Cumhurbaşkanlığı Strateji ve Bütçe Başkanlığı, 6 Şubat depremlerinin 11 ilde yol açtığı maddi hasar ile ekonomik ve finansal kayıplar toplamının 2 trilyon TL'yi aştığını açıkladı. Bu bilanço 1999 Marmara depreminden yaklaşık 6 kat daha yüksek. Bu rakam Türkiye'nin 2023 gayrisafi yurt içi hasılasının %9'una denktir. Uluslararası Çalışma Örgütü (ILO), depremler sonucu Türkiye'de 658 bin çalışanın geçim olanaklarını kaybettiğini duyurdu. Türkiye'de bu depremlerden 13,5 milyon kişinin doğrudan etkilendiği açıklandı. Çevre, Şehircilik ve İklim Değişikliği Bakanlığı, depremden etkilenen 11 ilde 1 milyon 430 bin 363 binanın hasar tespitini yaptı. 507 bin bağımsız bölümden oluşan 227 bin 27 binanın yıkık, acil yıkılacak ve ağır hasarlı olduğunun tespit edildiğini bildirdi. Basit bir ifadeyle bu rakamlar bile yıkım ve felaketin boyutunu anlatmaya yetiyor.

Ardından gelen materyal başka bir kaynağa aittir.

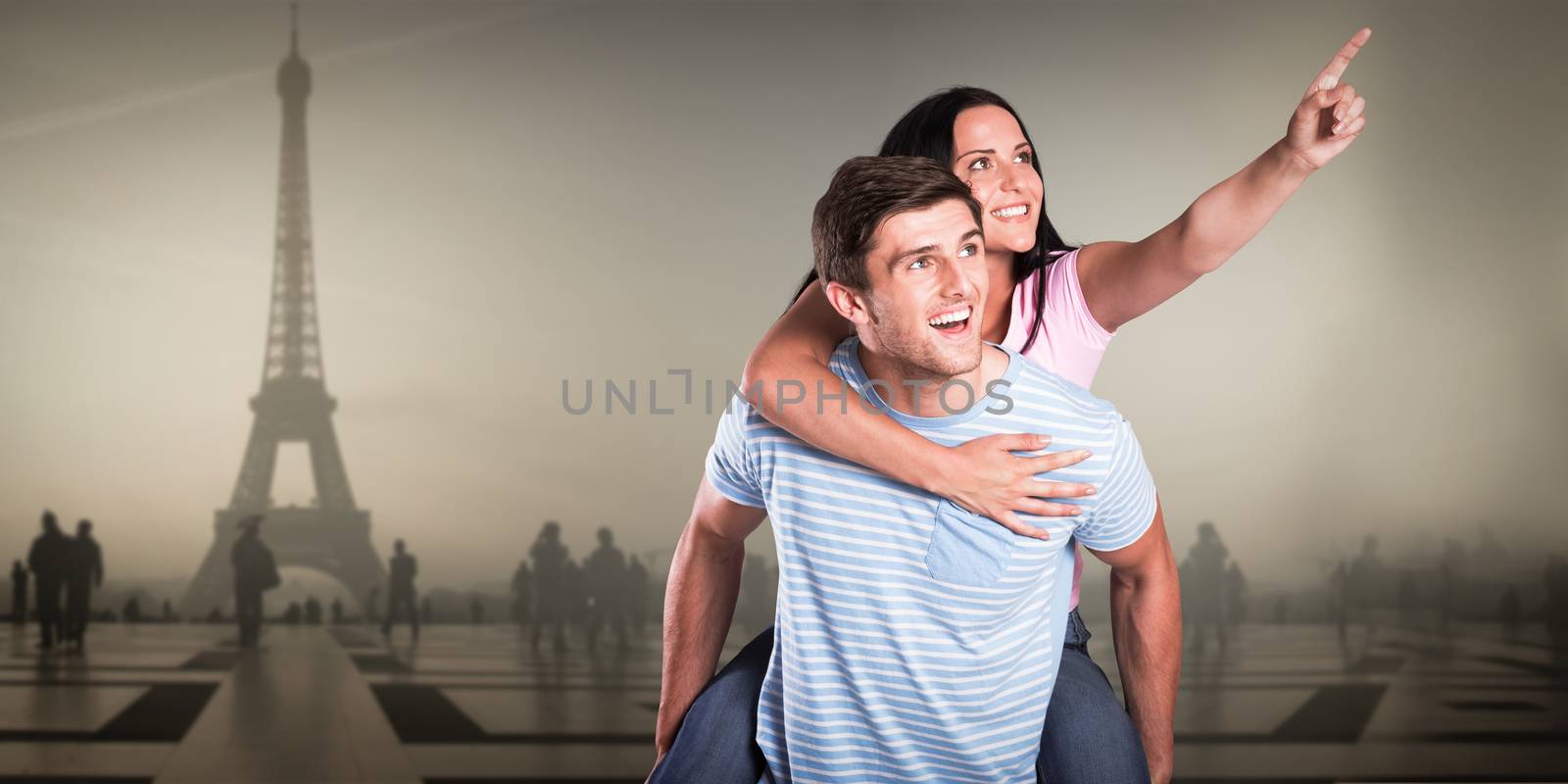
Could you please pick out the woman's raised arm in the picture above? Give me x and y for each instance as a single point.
(1123, 281)
(789, 383)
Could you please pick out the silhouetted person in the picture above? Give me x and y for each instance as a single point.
(1340, 585)
(1556, 584)
(83, 574)
(255, 571)
(51, 562)
(576, 596)
(1512, 609)
(604, 582)
(635, 595)
(20, 576)
(1368, 585)
(1207, 592)
(400, 590)
(1450, 582)
(522, 595)
(549, 584)
(1235, 598)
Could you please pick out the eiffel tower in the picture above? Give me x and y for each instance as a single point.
(331, 535)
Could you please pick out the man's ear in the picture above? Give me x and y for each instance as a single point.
(849, 303)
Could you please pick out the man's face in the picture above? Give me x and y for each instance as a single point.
(927, 290)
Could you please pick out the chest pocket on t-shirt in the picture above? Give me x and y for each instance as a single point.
(966, 548)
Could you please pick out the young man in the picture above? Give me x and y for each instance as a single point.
(916, 642)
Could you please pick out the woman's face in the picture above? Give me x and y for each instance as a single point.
(993, 157)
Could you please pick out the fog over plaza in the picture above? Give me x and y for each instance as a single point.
(507, 196)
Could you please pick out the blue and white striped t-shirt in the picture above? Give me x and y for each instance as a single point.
(914, 640)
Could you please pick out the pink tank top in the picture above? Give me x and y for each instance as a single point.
(1070, 341)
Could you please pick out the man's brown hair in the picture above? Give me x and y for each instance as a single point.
(862, 195)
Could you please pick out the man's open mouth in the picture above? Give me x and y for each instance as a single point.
(956, 320)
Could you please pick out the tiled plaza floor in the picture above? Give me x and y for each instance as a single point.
(180, 705)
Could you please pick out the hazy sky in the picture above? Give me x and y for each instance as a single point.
(510, 195)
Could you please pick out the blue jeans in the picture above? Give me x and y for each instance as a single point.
(1089, 737)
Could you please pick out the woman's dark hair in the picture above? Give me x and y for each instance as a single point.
(927, 130)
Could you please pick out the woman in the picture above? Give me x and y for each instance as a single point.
(1058, 306)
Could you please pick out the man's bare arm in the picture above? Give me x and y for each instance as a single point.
(700, 601)
(1145, 619)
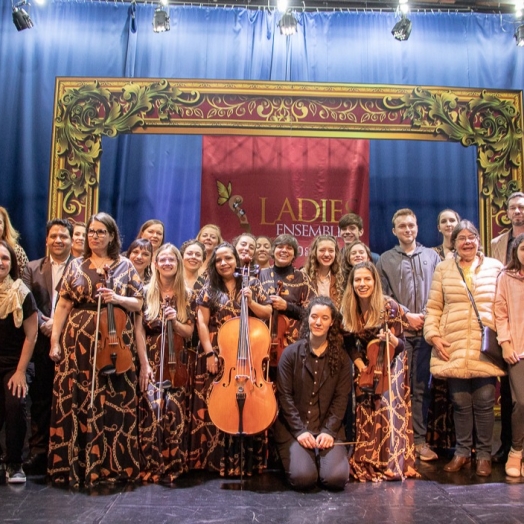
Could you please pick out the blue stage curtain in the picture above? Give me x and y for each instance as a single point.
(145, 176)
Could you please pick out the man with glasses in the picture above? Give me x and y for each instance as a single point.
(501, 249)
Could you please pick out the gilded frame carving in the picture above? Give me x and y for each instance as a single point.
(86, 109)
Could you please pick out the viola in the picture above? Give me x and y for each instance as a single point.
(173, 362)
(279, 327)
(241, 401)
(374, 378)
(113, 354)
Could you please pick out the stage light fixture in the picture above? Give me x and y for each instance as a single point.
(403, 7)
(21, 16)
(402, 29)
(282, 6)
(519, 35)
(288, 24)
(161, 21)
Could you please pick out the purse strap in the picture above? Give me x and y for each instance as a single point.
(470, 297)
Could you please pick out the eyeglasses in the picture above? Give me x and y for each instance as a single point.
(167, 260)
(96, 232)
(471, 238)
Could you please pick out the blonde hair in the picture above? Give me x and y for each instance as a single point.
(153, 295)
(217, 231)
(336, 288)
(10, 234)
(350, 309)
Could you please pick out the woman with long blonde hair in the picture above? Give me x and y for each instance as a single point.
(323, 268)
(384, 448)
(162, 407)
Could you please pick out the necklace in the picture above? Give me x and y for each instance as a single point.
(101, 263)
(325, 279)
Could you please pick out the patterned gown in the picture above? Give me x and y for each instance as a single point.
(210, 448)
(441, 427)
(372, 459)
(163, 440)
(297, 291)
(100, 443)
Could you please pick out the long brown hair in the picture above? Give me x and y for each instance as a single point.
(514, 262)
(334, 337)
(351, 311)
(10, 234)
(115, 246)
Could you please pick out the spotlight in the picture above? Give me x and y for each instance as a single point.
(519, 35)
(403, 6)
(288, 24)
(282, 6)
(402, 29)
(21, 16)
(161, 21)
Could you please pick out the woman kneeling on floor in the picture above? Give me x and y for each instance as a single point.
(313, 384)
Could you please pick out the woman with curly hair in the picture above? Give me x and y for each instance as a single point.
(384, 448)
(220, 300)
(140, 252)
(313, 385)
(323, 268)
(10, 235)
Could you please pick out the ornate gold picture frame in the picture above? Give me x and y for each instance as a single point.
(87, 109)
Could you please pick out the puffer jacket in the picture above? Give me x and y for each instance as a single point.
(451, 316)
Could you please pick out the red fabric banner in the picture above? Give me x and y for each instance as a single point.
(275, 185)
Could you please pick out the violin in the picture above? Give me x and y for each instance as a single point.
(173, 362)
(113, 354)
(279, 327)
(241, 401)
(375, 378)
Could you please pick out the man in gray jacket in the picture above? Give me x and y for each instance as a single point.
(406, 272)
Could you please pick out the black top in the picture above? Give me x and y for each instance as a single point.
(12, 338)
(310, 398)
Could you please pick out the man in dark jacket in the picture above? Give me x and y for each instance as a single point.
(406, 272)
(43, 277)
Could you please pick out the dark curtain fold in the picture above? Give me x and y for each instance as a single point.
(145, 176)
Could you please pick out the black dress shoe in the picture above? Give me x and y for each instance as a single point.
(457, 463)
(501, 456)
(36, 464)
(483, 467)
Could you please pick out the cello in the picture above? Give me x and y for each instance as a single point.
(241, 401)
(173, 362)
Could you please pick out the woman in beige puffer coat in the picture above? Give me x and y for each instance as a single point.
(452, 328)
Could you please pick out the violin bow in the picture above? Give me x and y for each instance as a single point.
(390, 388)
(162, 356)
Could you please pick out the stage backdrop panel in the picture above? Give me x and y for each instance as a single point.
(275, 185)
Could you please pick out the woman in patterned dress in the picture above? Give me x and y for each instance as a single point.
(210, 235)
(162, 414)
(219, 301)
(384, 448)
(10, 235)
(323, 268)
(99, 442)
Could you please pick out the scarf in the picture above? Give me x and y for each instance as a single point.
(12, 296)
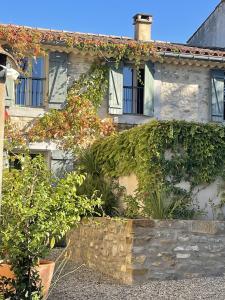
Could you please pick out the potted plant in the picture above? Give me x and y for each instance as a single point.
(36, 210)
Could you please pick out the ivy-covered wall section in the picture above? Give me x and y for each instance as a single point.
(163, 154)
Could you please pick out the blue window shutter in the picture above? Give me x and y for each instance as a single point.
(61, 163)
(149, 89)
(116, 90)
(57, 79)
(217, 104)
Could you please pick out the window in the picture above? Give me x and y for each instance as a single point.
(31, 88)
(129, 92)
(133, 91)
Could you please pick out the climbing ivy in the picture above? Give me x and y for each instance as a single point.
(164, 153)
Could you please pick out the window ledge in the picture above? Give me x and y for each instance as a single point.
(132, 119)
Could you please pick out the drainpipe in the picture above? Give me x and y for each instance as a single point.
(4, 57)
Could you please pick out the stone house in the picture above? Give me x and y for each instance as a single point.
(183, 81)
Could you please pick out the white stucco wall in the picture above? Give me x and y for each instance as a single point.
(212, 31)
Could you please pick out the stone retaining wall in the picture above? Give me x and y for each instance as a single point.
(136, 251)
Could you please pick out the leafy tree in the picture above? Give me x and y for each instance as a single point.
(36, 210)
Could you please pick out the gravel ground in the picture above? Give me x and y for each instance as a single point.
(84, 283)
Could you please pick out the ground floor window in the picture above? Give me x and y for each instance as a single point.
(31, 87)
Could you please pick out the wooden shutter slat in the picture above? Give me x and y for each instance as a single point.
(149, 90)
(217, 103)
(116, 90)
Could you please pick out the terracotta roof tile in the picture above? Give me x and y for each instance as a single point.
(164, 47)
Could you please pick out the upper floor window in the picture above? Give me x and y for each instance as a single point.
(133, 91)
(31, 88)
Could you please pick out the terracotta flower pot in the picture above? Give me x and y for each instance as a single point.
(45, 269)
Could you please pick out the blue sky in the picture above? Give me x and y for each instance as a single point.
(174, 20)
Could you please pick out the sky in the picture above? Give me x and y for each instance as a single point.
(174, 20)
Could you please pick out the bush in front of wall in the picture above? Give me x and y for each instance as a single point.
(164, 153)
(36, 210)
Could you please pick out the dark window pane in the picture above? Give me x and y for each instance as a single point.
(21, 91)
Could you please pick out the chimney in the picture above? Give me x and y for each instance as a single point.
(143, 27)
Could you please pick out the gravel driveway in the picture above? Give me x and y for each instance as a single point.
(84, 283)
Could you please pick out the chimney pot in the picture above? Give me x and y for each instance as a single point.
(143, 27)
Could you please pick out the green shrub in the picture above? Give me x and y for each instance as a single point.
(36, 210)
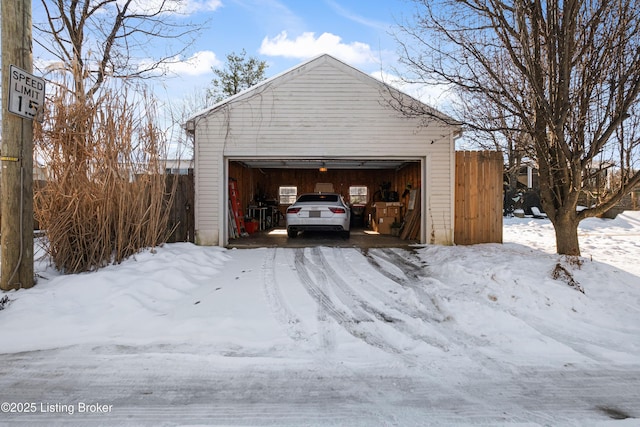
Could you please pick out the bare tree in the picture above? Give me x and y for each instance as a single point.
(240, 73)
(564, 73)
(94, 40)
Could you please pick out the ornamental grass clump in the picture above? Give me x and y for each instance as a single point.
(105, 197)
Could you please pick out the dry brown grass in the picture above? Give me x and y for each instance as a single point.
(105, 198)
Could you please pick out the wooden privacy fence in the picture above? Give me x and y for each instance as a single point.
(478, 203)
(181, 215)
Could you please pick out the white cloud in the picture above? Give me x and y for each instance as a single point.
(187, 7)
(198, 64)
(307, 45)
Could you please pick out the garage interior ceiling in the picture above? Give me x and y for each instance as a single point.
(327, 163)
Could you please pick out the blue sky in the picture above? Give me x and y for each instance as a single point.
(287, 32)
(283, 33)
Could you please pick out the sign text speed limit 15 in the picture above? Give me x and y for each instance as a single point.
(26, 93)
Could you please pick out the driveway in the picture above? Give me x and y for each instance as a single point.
(360, 238)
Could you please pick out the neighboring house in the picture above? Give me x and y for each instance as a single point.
(321, 122)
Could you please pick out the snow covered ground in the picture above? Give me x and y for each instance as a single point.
(480, 335)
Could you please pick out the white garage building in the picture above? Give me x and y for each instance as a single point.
(320, 114)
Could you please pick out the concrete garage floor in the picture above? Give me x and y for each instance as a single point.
(360, 238)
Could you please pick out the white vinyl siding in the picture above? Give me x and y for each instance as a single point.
(321, 109)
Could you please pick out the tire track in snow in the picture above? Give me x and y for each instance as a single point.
(469, 344)
(414, 279)
(318, 290)
(291, 323)
(351, 298)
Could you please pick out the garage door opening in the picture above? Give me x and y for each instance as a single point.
(379, 193)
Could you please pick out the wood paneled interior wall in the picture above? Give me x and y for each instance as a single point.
(265, 182)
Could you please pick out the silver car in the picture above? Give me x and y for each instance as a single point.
(318, 211)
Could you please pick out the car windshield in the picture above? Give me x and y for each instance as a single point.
(333, 198)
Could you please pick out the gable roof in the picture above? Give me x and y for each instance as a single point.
(308, 65)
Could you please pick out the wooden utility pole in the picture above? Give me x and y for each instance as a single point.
(16, 154)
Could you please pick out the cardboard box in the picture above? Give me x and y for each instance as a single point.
(384, 209)
(384, 224)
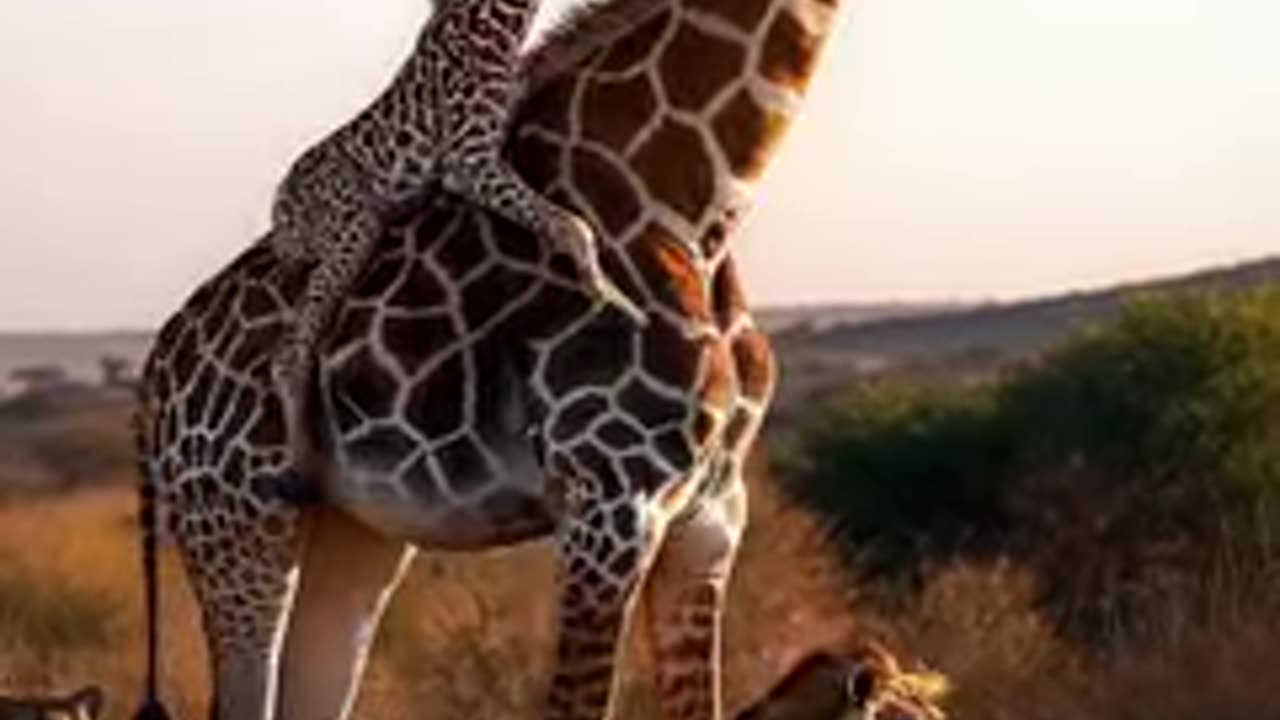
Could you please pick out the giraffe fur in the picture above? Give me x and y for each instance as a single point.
(469, 395)
(440, 123)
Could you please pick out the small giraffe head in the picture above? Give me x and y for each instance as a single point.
(863, 684)
(85, 703)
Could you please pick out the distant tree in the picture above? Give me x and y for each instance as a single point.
(115, 370)
(40, 378)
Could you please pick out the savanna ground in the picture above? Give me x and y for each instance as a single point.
(1087, 533)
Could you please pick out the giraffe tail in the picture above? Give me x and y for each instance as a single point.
(151, 707)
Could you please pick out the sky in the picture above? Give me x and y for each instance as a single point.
(947, 150)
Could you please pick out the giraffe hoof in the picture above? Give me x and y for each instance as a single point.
(296, 488)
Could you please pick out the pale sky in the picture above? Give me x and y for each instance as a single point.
(950, 149)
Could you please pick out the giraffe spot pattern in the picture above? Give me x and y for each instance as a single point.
(789, 53)
(720, 62)
(607, 191)
(688, 186)
(435, 405)
(748, 133)
(616, 110)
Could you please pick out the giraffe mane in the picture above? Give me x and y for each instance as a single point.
(585, 28)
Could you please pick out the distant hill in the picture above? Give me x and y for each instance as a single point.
(840, 337)
(1016, 327)
(78, 354)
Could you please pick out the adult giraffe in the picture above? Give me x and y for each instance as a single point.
(470, 396)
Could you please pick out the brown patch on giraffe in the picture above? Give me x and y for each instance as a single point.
(374, 282)
(412, 341)
(648, 408)
(615, 112)
(718, 378)
(606, 188)
(727, 292)
(423, 483)
(696, 65)
(576, 418)
(744, 14)
(753, 358)
(536, 158)
(362, 382)
(257, 301)
(428, 227)
(462, 251)
(789, 53)
(636, 46)
(672, 276)
(675, 449)
(488, 295)
(435, 405)
(549, 108)
(419, 288)
(352, 326)
(464, 465)
(670, 356)
(739, 429)
(382, 449)
(595, 355)
(704, 427)
(748, 133)
(677, 169)
(269, 427)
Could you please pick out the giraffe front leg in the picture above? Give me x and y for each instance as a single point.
(492, 183)
(342, 258)
(684, 598)
(604, 545)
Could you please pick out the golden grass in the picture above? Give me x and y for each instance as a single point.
(470, 636)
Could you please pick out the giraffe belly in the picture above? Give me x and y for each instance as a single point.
(446, 499)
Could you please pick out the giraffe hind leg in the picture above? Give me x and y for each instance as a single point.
(604, 547)
(348, 574)
(293, 363)
(684, 597)
(242, 559)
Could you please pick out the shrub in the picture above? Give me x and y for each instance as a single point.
(1137, 458)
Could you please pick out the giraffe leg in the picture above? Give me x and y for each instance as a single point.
(243, 568)
(684, 597)
(603, 551)
(489, 182)
(348, 574)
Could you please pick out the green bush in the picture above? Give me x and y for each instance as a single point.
(1139, 455)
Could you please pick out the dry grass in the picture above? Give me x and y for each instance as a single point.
(470, 636)
(71, 613)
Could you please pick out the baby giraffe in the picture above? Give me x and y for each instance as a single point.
(443, 119)
(863, 684)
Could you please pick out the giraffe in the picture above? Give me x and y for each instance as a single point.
(469, 393)
(442, 119)
(864, 683)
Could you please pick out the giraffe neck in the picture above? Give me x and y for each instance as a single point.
(685, 99)
(467, 51)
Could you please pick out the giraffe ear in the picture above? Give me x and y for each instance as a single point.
(860, 684)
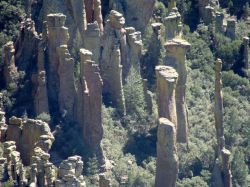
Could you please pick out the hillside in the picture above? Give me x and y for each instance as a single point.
(125, 93)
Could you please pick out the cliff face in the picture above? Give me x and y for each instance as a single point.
(74, 59)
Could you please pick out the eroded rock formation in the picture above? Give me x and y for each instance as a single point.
(173, 24)
(166, 85)
(26, 45)
(92, 41)
(176, 50)
(92, 103)
(209, 15)
(40, 83)
(70, 173)
(10, 72)
(61, 65)
(26, 133)
(112, 59)
(246, 53)
(134, 51)
(167, 160)
(12, 162)
(152, 56)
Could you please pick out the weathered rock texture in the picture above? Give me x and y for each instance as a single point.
(92, 41)
(246, 52)
(135, 18)
(9, 68)
(176, 50)
(219, 22)
(13, 162)
(26, 133)
(94, 13)
(231, 28)
(42, 171)
(92, 103)
(70, 173)
(166, 85)
(148, 95)
(40, 83)
(134, 51)
(112, 58)
(66, 85)
(173, 24)
(74, 11)
(167, 160)
(153, 55)
(26, 45)
(209, 15)
(61, 66)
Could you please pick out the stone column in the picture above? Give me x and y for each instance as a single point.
(219, 22)
(98, 15)
(209, 15)
(113, 55)
(167, 160)
(134, 51)
(173, 24)
(231, 28)
(246, 51)
(92, 41)
(9, 69)
(148, 97)
(176, 50)
(152, 57)
(57, 36)
(218, 108)
(61, 66)
(94, 13)
(66, 81)
(92, 105)
(40, 83)
(166, 83)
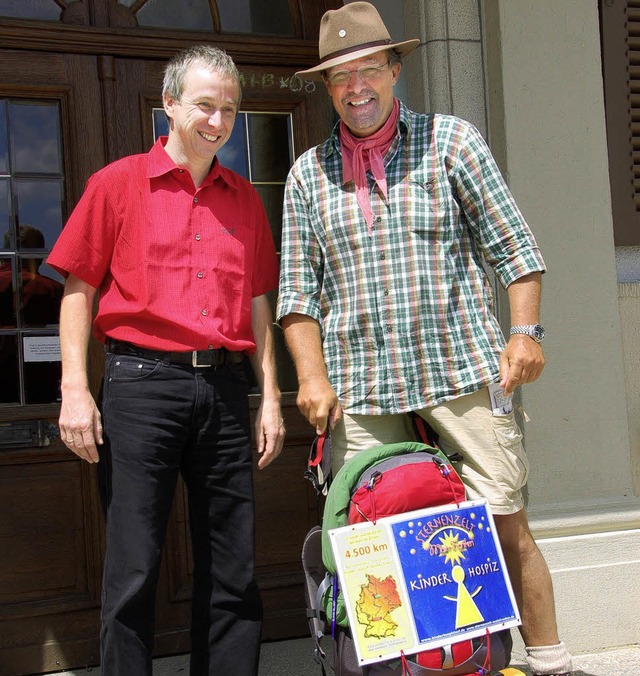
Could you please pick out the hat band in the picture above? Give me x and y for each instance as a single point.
(357, 48)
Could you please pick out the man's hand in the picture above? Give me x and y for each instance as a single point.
(270, 432)
(318, 403)
(521, 362)
(80, 424)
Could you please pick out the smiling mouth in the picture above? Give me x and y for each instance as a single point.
(209, 137)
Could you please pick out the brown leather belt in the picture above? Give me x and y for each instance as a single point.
(196, 358)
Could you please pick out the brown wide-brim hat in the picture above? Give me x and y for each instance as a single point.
(352, 32)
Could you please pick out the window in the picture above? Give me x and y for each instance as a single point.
(31, 217)
(620, 24)
(227, 16)
(32, 9)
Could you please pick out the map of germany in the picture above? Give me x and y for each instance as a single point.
(378, 599)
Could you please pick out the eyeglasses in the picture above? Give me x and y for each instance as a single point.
(367, 73)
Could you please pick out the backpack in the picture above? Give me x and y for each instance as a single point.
(383, 481)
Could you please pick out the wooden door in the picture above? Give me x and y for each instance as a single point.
(50, 552)
(99, 107)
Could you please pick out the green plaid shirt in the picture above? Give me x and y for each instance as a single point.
(406, 311)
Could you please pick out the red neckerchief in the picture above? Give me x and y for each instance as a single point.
(361, 154)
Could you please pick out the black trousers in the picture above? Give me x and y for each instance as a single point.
(162, 419)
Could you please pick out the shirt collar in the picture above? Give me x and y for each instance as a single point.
(159, 163)
(404, 127)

Bir önceki yazımızda dünyayı haliyle ülkemizi de etkileyen 'pandemi' sürecinden bahsetmiştim. Pandemi süreci bitmeden ülkemizde meydana gelen bu yıkım ekonomimizi hiç beklenmedik bir dalgalanmayla karşı karşıya bıraktı. Milletimiz kadirşinaslığını ispat ederek tek yürek oldu. Yurt içi ve yurt dışında muazzam bir yardımlaşma faaliyeti yapıldı. Yardımlar o raddeye ulaştı ki artık yeter, yardımlar israfa dönüşüyor denilmeye başlandı. Her şeye rağmen yaraları sarmak bir hayli zaman alacak ve ekonomik olarak deprem öncesine dönmek hiç de kolay olmayacak. Yıkılan fabrikalar, kopan üretim zinciri, şehirlerini terk eden iş gücü, tedariği kesilen hammadde... On bir tane ilimiz adeta yerle bir oldu. Özellikle ekonomik olarak sıfırlandık. Devletimiz olağanüstü çabayla bölgeyi ayağa kaldırmak için seferberlik ilan etti. İlk saatlerden günümüze kadar teyakkuz hali hiç bitmedi. Deprem yıktıklarıyla geçip gitmedi, sebep olduklarıyla da uzun yıllar telafisi zor hasar bıraktı. Milletçe ekonomik yükümüz yüz iken deprem sonrası yüz bin oldu. Depremde ölenlerimize rahmet, yaralılarımıza acil şifalar diliyorum. Allah devletimizin de yar ve yardımcısı olsun. Ve Rabbim ülkemizi ve milletimizi bu türlü felaketlerden korusun.